I received one of the nicest honors I have ever received on Friday.
Marian University’s chapter of the Sigma Beta Delta honor society for business, management and administration inducted me as its yearly honorary member.
Given the previous honorary members, whom people in business in the Fond du Lac area have heard of, I was, quite frankly, blown away when I was told I was receiving membership. I am more honored than I can say to be included in an organization that includes these ideals:
Sigma: Wisdom, “knowledge gained over time, analyzed and used with discernment.”
Beta: Honor, for those “held in esteem, considered to be trustworthy, and admired by others because they live a life that is worthy of such recognition.”
Delta: “The pursuit of meaningful aspirations,” because “goals without action are no more fulfilling than action without goals.”
This sounds to me (an Eagle Scout from 30 years ago) like the Boy Scouts. That may not be an accident.

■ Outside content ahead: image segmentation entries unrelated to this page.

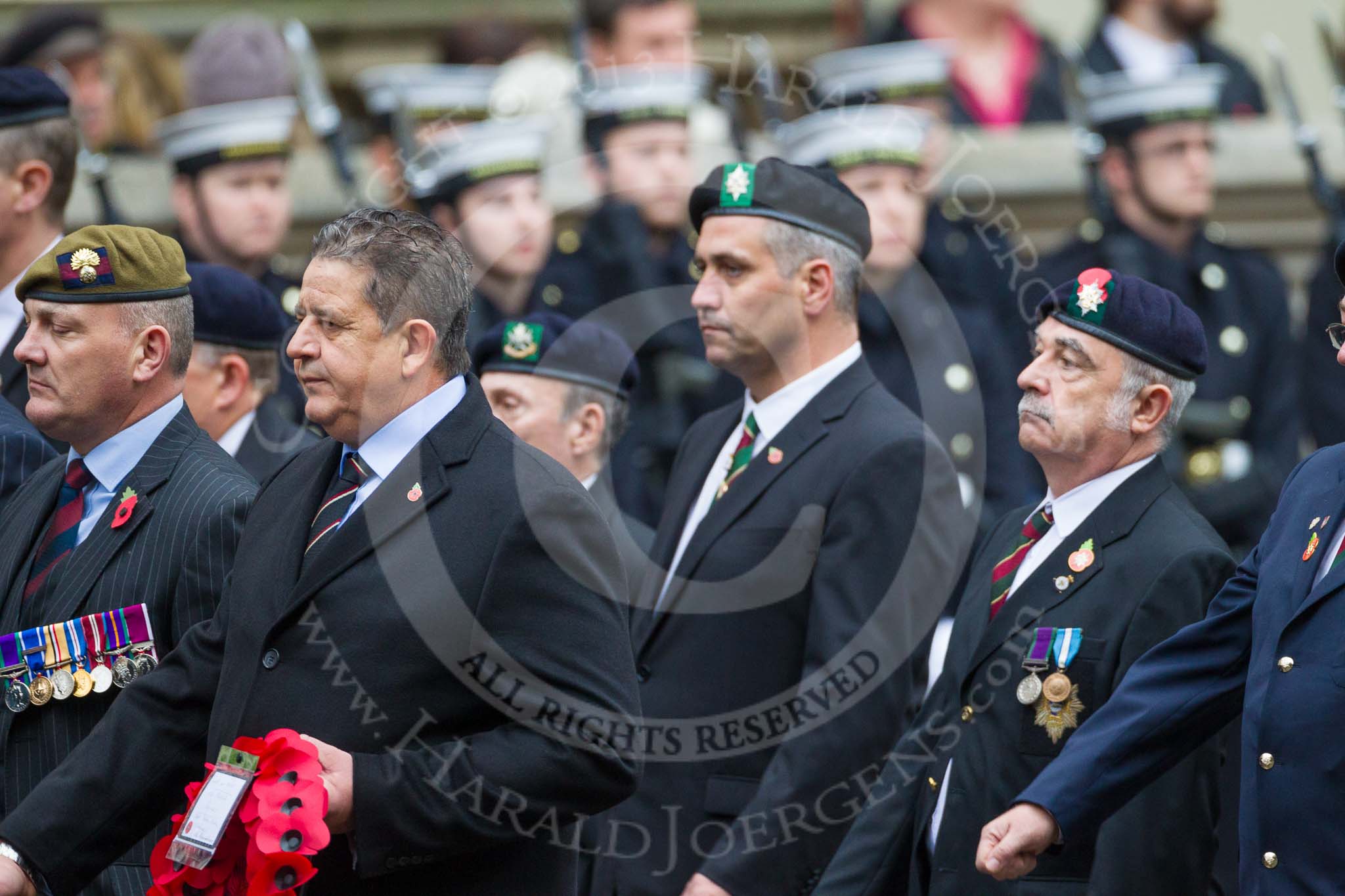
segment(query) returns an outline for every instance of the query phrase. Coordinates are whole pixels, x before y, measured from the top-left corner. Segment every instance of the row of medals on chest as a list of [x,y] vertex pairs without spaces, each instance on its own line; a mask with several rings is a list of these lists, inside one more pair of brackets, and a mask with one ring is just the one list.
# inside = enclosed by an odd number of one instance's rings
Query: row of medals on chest
[[[67,660],[50,674],[38,674],[32,681],[24,681],[28,676],[27,664],[0,669],[0,678],[7,680],[4,705],[9,712],[23,712],[28,707],[42,707],[52,700],[104,693],[113,685],[125,688],[159,665],[152,653],[153,646],[153,641],[145,641],[109,650],[94,657],[90,669],[75,668],[75,661]],[[31,650],[42,649],[39,646]]]

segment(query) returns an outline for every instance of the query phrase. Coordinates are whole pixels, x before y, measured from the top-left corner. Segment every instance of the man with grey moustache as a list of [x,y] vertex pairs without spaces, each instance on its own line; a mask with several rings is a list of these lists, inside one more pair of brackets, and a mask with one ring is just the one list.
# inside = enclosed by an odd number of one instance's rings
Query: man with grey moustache
[[975,869],[986,819],[1139,656],[1202,618],[1233,572],[1227,545],[1154,459],[1205,369],[1200,318],[1165,289],[1093,267],[1038,306],[1033,355],[1018,375],[1018,441],[1046,494],[983,541],[943,674],[815,896],[1206,892],[1219,814],[1212,740],[1096,840],[1042,856],[1034,884]]

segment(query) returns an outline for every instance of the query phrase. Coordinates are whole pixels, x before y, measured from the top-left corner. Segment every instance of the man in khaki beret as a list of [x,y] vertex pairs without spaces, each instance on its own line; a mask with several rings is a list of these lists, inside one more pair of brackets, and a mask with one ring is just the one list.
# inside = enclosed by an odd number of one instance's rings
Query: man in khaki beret
[[[163,656],[214,614],[256,485],[183,403],[188,281],[175,240],[122,226],[75,231],[19,281],[28,329],[15,356],[28,371],[26,411],[70,450],[24,482],[0,516],[0,631],[143,602]],[[17,805],[55,768],[117,693],[59,699],[56,688],[50,703],[17,712],[22,701],[7,700],[4,805]],[[85,892],[144,893],[161,833]]]

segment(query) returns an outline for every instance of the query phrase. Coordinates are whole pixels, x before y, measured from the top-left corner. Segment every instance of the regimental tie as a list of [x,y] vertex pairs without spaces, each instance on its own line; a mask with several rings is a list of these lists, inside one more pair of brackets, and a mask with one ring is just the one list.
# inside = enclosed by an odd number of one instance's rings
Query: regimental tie
[[756,424],[756,414],[748,414],[748,419],[742,420],[742,437],[738,439],[738,446],[733,449],[733,457],[729,459],[729,473],[724,477],[724,482],[720,484],[718,492],[714,493],[716,501],[724,497],[724,493],[733,485],[733,480],[738,478],[738,473],[746,469],[748,462],[752,459],[752,445],[756,443],[756,437],[760,431]]
[[51,525],[42,536],[42,544],[28,570],[28,583],[23,587],[23,599],[35,595],[42,584],[51,578],[56,564],[70,556],[79,541],[79,520],[83,519],[83,490],[93,482],[93,474],[83,461],[75,458],[66,467],[66,478],[61,482],[56,496],[56,512]]
[[1050,508],[1042,508],[1033,513],[1032,519],[1024,524],[1022,535],[1018,536],[1018,544],[1014,545],[1013,552],[990,571],[991,619],[1005,606],[1005,600],[1009,598],[1009,588],[1013,586],[1013,574],[1022,566],[1022,559],[1028,556],[1032,545],[1040,541],[1041,536],[1046,535],[1054,521],[1054,517],[1050,516]]
[[355,493],[367,478],[369,463],[358,453],[351,451],[342,459],[339,476],[332,480],[327,494],[323,496],[323,502],[317,505],[312,525],[308,527],[304,567],[308,566],[308,557],[313,556],[313,548],[323,544],[324,539],[335,532],[346,514],[350,513],[350,505],[355,502]]

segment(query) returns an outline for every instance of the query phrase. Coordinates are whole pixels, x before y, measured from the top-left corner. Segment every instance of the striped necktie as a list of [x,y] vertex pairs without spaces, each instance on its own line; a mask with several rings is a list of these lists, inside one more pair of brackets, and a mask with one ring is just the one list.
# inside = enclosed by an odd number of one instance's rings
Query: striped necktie
[[748,414],[748,419],[742,420],[742,437],[738,438],[738,446],[733,449],[733,458],[729,461],[729,473],[724,477],[724,482],[720,484],[720,490],[714,493],[716,501],[724,497],[724,493],[729,490],[729,485],[733,484],[733,480],[738,478],[738,473],[752,459],[752,443],[756,442],[757,433],[760,431],[756,424],[756,414]]
[[83,461],[75,458],[66,467],[66,478],[56,496],[56,512],[51,514],[47,533],[28,568],[28,583],[23,588],[27,600],[42,588],[56,564],[65,560],[79,543],[79,520],[83,519],[83,490],[93,482],[93,474]]
[[1050,509],[1044,508],[1032,514],[1022,527],[1022,533],[1018,536],[1018,544],[1014,545],[1013,552],[1003,560],[995,564],[995,568],[990,572],[990,618],[994,619],[995,614],[1005,606],[1005,600],[1009,599],[1009,588],[1013,586],[1013,574],[1018,571],[1022,566],[1022,559],[1028,556],[1028,551],[1032,549],[1041,536],[1046,535],[1050,529],[1050,524],[1056,520],[1050,516]]
[[355,493],[369,478],[369,463],[358,453],[347,454],[336,470],[338,476],[327,488],[323,502],[317,505],[312,525],[308,527],[308,547],[304,548],[304,563],[313,556],[313,548],[330,533],[335,532],[350,513],[350,505],[355,502]]

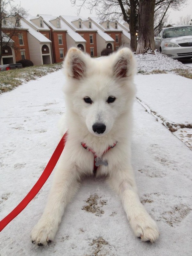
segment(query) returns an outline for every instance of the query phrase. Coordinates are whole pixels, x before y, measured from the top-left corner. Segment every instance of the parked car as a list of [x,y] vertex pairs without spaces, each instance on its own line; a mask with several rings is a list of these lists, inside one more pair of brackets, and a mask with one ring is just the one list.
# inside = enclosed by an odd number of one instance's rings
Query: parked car
[[172,59],[192,58],[192,26],[164,28],[155,42],[157,49]]
[[20,63],[15,64],[6,64],[0,65],[0,71],[6,71],[10,69],[15,69],[15,68],[22,68],[22,64]]

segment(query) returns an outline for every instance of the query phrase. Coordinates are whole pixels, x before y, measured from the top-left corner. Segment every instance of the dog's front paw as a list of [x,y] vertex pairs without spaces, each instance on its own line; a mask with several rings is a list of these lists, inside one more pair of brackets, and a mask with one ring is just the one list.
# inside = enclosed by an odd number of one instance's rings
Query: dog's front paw
[[57,230],[57,228],[54,228],[50,222],[40,220],[31,231],[32,243],[38,246],[50,244],[55,237]]
[[143,242],[153,243],[158,238],[159,232],[155,221],[149,215],[141,216],[130,220],[135,235]]

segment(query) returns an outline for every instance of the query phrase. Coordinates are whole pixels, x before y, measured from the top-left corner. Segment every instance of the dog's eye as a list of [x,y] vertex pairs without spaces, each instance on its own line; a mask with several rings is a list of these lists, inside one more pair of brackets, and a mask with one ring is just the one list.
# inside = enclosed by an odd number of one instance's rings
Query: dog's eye
[[115,100],[116,98],[113,96],[110,96],[108,99],[107,102],[108,103],[112,103]]
[[85,97],[84,100],[85,102],[86,102],[86,103],[88,103],[89,104],[91,104],[92,102],[89,97]]

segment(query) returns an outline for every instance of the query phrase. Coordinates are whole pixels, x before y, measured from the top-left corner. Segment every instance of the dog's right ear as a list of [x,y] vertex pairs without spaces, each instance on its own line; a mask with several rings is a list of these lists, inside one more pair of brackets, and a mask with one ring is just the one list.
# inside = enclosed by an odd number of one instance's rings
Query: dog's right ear
[[68,51],[64,62],[64,71],[67,76],[80,80],[85,75],[86,56],[77,48]]

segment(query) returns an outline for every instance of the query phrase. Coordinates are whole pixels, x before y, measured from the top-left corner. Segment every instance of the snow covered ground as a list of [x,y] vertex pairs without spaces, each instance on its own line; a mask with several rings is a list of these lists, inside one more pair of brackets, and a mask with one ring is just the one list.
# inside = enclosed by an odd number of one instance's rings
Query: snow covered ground
[[[137,57],[145,70],[156,65],[156,56],[149,55]],[[159,60],[159,68],[180,65],[165,60]],[[60,139],[64,79],[59,70],[0,95],[0,220],[33,186]],[[191,256],[192,151],[166,123],[192,123],[192,81],[168,74],[138,75],[135,82],[133,165],[141,201],[157,222],[158,241],[150,244],[135,237],[118,196],[104,179],[93,178],[83,181],[54,241],[36,247],[30,233],[43,210],[52,174],[0,233],[1,256]],[[191,129],[182,129],[190,143]]]

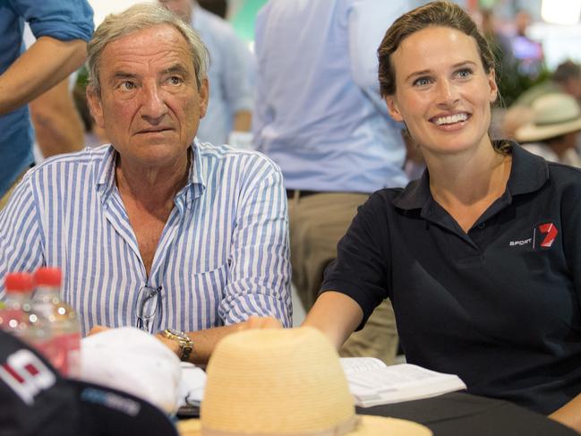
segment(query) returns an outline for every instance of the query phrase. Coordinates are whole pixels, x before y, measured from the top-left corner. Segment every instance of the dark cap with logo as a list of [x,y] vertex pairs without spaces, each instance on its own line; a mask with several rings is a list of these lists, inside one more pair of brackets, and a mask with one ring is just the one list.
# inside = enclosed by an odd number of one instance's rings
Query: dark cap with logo
[[36,351],[0,331],[0,436],[177,435],[155,406],[64,379]]

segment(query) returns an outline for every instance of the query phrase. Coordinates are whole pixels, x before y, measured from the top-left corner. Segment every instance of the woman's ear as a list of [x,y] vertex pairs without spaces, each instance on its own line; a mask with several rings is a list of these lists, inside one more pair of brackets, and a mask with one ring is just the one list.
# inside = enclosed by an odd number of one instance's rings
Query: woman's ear
[[496,73],[494,72],[494,68],[488,73],[488,86],[491,90],[489,101],[494,103],[499,97],[499,86],[496,84]]
[[397,107],[397,103],[394,96],[387,96],[385,98],[385,102],[388,105],[388,113],[395,121],[404,121],[401,114],[399,113],[399,108]]

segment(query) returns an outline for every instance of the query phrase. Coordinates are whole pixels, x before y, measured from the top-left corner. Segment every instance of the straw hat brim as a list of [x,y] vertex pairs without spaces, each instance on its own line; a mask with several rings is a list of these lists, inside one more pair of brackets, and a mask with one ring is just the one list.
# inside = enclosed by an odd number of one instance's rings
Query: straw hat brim
[[[359,423],[348,436],[431,436],[431,431],[422,424],[397,418],[358,415]],[[180,436],[201,436],[201,422],[188,419],[177,423]]]
[[533,123],[525,124],[515,133],[515,139],[519,142],[548,140],[555,136],[581,130],[581,118],[556,124],[537,125]]

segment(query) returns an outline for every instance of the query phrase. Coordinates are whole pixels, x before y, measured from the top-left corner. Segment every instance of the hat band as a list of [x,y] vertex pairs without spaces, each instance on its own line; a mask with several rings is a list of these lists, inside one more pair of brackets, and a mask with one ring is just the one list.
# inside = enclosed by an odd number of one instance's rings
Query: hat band
[[571,117],[571,118],[567,118],[566,120],[560,120],[560,121],[541,121],[541,122],[534,122],[534,125],[558,125],[558,124],[564,124],[565,123],[570,123],[571,121],[577,121],[580,118],[581,116],[577,114],[577,115]]
[[[261,436],[342,436],[357,427],[359,418],[356,415],[351,416],[346,421],[335,425],[329,429],[321,430],[320,432],[311,432],[305,433],[261,433]],[[224,432],[222,430],[212,430],[201,425],[202,436],[248,436],[248,433],[240,432]]]

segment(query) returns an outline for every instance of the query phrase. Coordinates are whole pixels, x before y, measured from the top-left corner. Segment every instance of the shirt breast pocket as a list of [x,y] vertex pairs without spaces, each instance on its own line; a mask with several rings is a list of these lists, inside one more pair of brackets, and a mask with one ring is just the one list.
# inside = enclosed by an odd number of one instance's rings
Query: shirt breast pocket
[[190,276],[187,292],[183,298],[191,313],[184,313],[191,330],[209,329],[223,325],[218,308],[224,298],[224,288],[227,285],[228,265],[207,271],[196,271]]

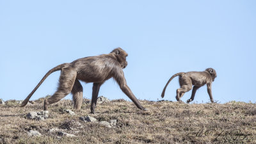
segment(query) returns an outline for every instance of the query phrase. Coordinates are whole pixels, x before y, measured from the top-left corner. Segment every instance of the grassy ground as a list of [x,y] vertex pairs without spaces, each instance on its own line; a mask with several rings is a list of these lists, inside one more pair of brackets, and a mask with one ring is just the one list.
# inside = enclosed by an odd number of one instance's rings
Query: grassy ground
[[[81,110],[76,111],[71,100],[63,100],[51,105],[49,118],[44,121],[24,118],[30,111],[42,110],[42,99],[25,108],[6,102],[0,105],[0,143],[256,143],[255,104],[141,102],[149,110],[120,99],[99,104],[92,115],[89,100],[84,99]],[[76,115],[63,113],[64,109]],[[99,121],[116,119],[117,124],[108,128],[79,118],[87,115]],[[49,132],[52,128],[76,136],[58,136]],[[27,131],[31,129],[42,136],[29,137]]]

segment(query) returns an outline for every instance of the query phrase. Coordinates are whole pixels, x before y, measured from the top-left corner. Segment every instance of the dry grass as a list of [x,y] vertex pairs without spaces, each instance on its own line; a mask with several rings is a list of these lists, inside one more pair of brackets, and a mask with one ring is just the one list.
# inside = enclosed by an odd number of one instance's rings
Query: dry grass
[[[221,104],[180,104],[141,100],[149,110],[141,111],[133,103],[115,100],[97,105],[90,114],[90,103],[84,99],[82,109],[72,109],[63,100],[49,107],[49,118],[36,121],[24,117],[40,111],[41,100],[19,108],[12,102],[0,106],[0,143],[256,143],[256,104],[239,102]],[[63,113],[70,109],[75,116]],[[86,123],[80,116],[90,115],[99,121],[117,120],[115,127]],[[82,124],[80,125],[79,123]],[[49,129],[58,128],[74,138],[60,137]],[[29,137],[26,131],[39,131]]]

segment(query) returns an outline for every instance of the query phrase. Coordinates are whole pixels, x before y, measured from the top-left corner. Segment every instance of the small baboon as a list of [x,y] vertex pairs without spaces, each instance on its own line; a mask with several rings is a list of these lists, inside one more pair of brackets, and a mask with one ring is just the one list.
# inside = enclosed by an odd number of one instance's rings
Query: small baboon
[[83,102],[83,87],[79,81],[93,83],[91,113],[95,113],[99,91],[100,86],[108,79],[113,77],[119,84],[122,91],[141,109],[146,110],[139,102],[128,87],[124,77],[123,68],[128,64],[126,61],[127,53],[122,49],[115,49],[108,54],[86,57],[60,65],[50,70],[37,86],[21,104],[25,106],[32,95],[44,81],[52,72],[61,70],[57,91],[44,100],[44,109],[47,111],[49,104],[56,102],[71,92],[73,95],[74,108],[80,109]]
[[194,85],[192,90],[191,97],[187,100],[187,103],[194,100],[196,90],[201,86],[207,84],[207,92],[210,97],[211,102],[214,102],[212,95],[212,83],[217,77],[217,74],[212,68],[208,68],[204,72],[188,72],[177,73],[169,79],[165,85],[162,92],[162,97],[164,97],[165,90],[170,82],[177,76],[179,76],[179,81],[180,88],[177,90],[176,99],[177,101],[181,102],[180,98],[183,95],[192,89],[192,86]]

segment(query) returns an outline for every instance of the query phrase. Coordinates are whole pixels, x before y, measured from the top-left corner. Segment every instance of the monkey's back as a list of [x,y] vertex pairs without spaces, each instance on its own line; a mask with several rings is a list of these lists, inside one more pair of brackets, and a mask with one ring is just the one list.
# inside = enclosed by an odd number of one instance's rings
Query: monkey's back
[[102,82],[113,76],[111,71],[116,61],[107,54],[85,57],[71,63],[76,67],[77,78],[86,83]]
[[189,72],[186,73],[192,81],[192,84],[197,86],[202,86],[212,80],[209,74],[205,72]]

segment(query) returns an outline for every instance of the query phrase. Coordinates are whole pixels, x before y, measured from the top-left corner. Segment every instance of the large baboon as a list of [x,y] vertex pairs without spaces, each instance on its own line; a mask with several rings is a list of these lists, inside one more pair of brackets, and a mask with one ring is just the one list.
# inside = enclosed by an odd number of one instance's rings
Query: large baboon
[[145,109],[140,104],[128,87],[122,68],[127,65],[127,53],[121,48],[115,49],[108,54],[86,57],[60,65],[50,70],[37,86],[22,102],[25,106],[30,97],[44,81],[52,72],[61,70],[57,91],[44,101],[44,109],[47,111],[49,104],[56,102],[71,92],[73,95],[74,108],[79,109],[83,102],[83,87],[79,80],[86,83],[93,83],[91,113],[95,113],[99,91],[100,86],[108,79],[113,77],[121,90],[141,109]]
[[211,102],[214,102],[212,95],[212,83],[217,77],[217,74],[212,68],[208,68],[204,72],[188,72],[177,73],[169,79],[163,90],[161,97],[164,97],[165,90],[170,82],[177,76],[179,76],[179,83],[180,88],[177,90],[176,99],[177,101],[181,101],[180,98],[183,95],[192,89],[192,86],[194,85],[192,90],[191,97],[187,100],[187,103],[194,100],[196,90],[201,86],[207,84],[207,92],[210,97]]

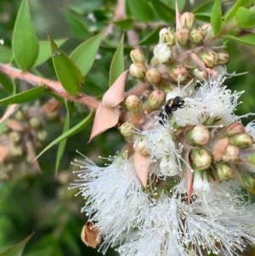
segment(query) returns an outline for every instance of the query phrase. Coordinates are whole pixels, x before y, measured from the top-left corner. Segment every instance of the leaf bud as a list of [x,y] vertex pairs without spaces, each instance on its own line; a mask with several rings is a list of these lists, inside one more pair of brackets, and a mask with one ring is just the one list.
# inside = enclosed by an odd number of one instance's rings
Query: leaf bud
[[183,28],[190,30],[195,24],[195,15],[192,13],[185,12],[180,15],[180,23]]
[[162,79],[162,74],[158,69],[150,67],[147,70],[146,79],[151,84],[158,84]]
[[142,63],[132,63],[129,66],[131,76],[138,79],[145,77],[146,67]]
[[210,138],[209,130],[202,124],[195,126],[187,135],[188,142],[191,145],[205,145]]
[[134,48],[130,52],[130,59],[133,63],[144,63],[145,56],[142,50]]

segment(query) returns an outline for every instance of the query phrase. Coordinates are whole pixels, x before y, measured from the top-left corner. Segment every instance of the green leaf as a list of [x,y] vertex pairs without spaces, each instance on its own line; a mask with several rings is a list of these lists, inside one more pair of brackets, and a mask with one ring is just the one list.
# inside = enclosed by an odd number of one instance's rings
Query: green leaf
[[[66,115],[65,115],[65,118],[63,134],[66,133],[70,128],[70,120],[71,120],[71,112],[72,112],[72,109],[73,109],[73,103],[65,101],[65,109],[66,109]],[[58,174],[58,170],[60,168],[60,162],[61,157],[64,154],[66,141],[67,141],[67,139],[64,139],[59,144],[59,147],[58,147],[58,151],[57,151],[56,164],[55,164],[55,175],[57,175],[57,174]]]
[[32,236],[33,234],[31,234],[19,243],[16,243],[8,249],[4,250],[3,252],[1,252],[0,256],[21,256],[24,247]]
[[236,11],[235,18],[241,28],[252,28],[255,26],[255,10],[241,7]]
[[233,36],[224,36],[224,37],[236,41],[238,43],[249,44],[249,45],[255,45],[255,33],[250,33],[240,37],[236,37]]
[[215,0],[212,9],[212,16],[210,21],[212,26],[214,36],[217,36],[221,30],[221,1]]
[[[136,2],[136,1],[134,1]],[[124,71],[124,34],[122,35],[119,45],[112,58],[110,76],[109,87],[116,81],[116,79]]]
[[52,60],[59,81],[67,93],[76,95],[83,85],[83,77],[76,64],[62,51],[48,34]]
[[[59,142],[60,142],[61,140],[67,139],[79,132],[81,132],[82,130],[83,130],[87,125],[88,124],[88,122],[90,122],[90,119],[93,116],[93,111],[85,118],[83,119],[82,122],[80,122],[79,123],[77,123],[76,126],[74,126],[73,128],[71,128],[70,130],[68,130],[67,132],[65,132],[65,134],[61,134],[60,137],[58,137],[57,139],[55,139],[54,141],[52,141],[48,146],[46,146],[36,157],[36,159],[39,158],[42,154],[44,154],[48,150],[49,150],[52,146],[54,146],[54,145],[58,144]],[[36,160],[34,159],[34,161]],[[1,256],[1,255],[0,255]]]
[[[150,2],[153,5],[153,9],[156,13],[157,16],[167,22],[175,20],[175,11],[166,4],[158,0]],[[151,18],[150,18],[151,19]]]
[[82,43],[70,55],[85,77],[91,69],[98,53],[103,33],[99,33]]
[[[65,42],[66,42],[66,39],[57,39],[54,42],[57,45],[61,46]],[[50,57],[51,57],[51,48],[50,48],[50,45],[48,44],[48,40],[39,41],[39,55],[33,66],[35,67],[42,65]]]
[[147,1],[144,0],[127,0],[127,5],[132,15],[143,22],[149,22],[153,17],[153,12]]
[[4,98],[0,100],[0,105],[9,105],[14,103],[24,103],[34,100],[35,99],[38,99],[42,97],[43,92],[45,90],[45,86],[38,86],[33,88],[30,90]]
[[32,67],[38,56],[39,45],[31,22],[27,0],[22,1],[15,20],[13,52],[18,65],[23,71]]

The students who were inducted (along with one faculty member) neither sought nor asked for the advice of someone who, uh, has been in the workplace since before most of them were born. But during the ceremony (which included honors for other students in Marian’s School of Business), I concluded that my work experience, and particularly my present situation, presents (at lest) four lessons for those about to head into the workforce, and hopefully into business.
#1A: At some point in your professional career, you will make mistakes. That includes, but goes beyond, the sorts of things for which correction items are placed in publications. It has occurred to me in the past couple of weeks (truthfully, before that) that I made a mistake by leaving Marian to go back to Marketplace. However …
#1B: … since you can’t go back and undo decisions you’ve made, it is futile to dwell on what may seem like was a bad move on your part. Since none of us religious know why our lives go as they have, do and will, how do we know if we were supposed to make the decisions we’ve made?
#2: Whether you work for the greatest employer ever, or have the best idea or product in your particular field, or are in the greatest work situation you could conceive of, nothing lasts forever. Life Magazine and the Saturday Evening Post were tremendous magazines that didn’t make it into the 21st century. Your employment situation could end by (A) the business’ closing or (B) spinning off your corner of the company or (C) being purchased by a larger company that decides to replace you with one of its people, in which case you will be moving on, like it or not. (The professor who was inducted with me said he was told two great pieces of advice: to keep six months’ expenses as savings, and to keep your bags psychologically packed.)
#3: Given the reality of #1 and #2, you will therefore be defined by what you decide to do after #2. My father worked for the same bank (though it had multiple owners) for 40½ years. I have worked for five different employers (one twice) in barely half that time. Statistically speaking, the aforementioned #2 is likely to happen to you more than once in your professional life.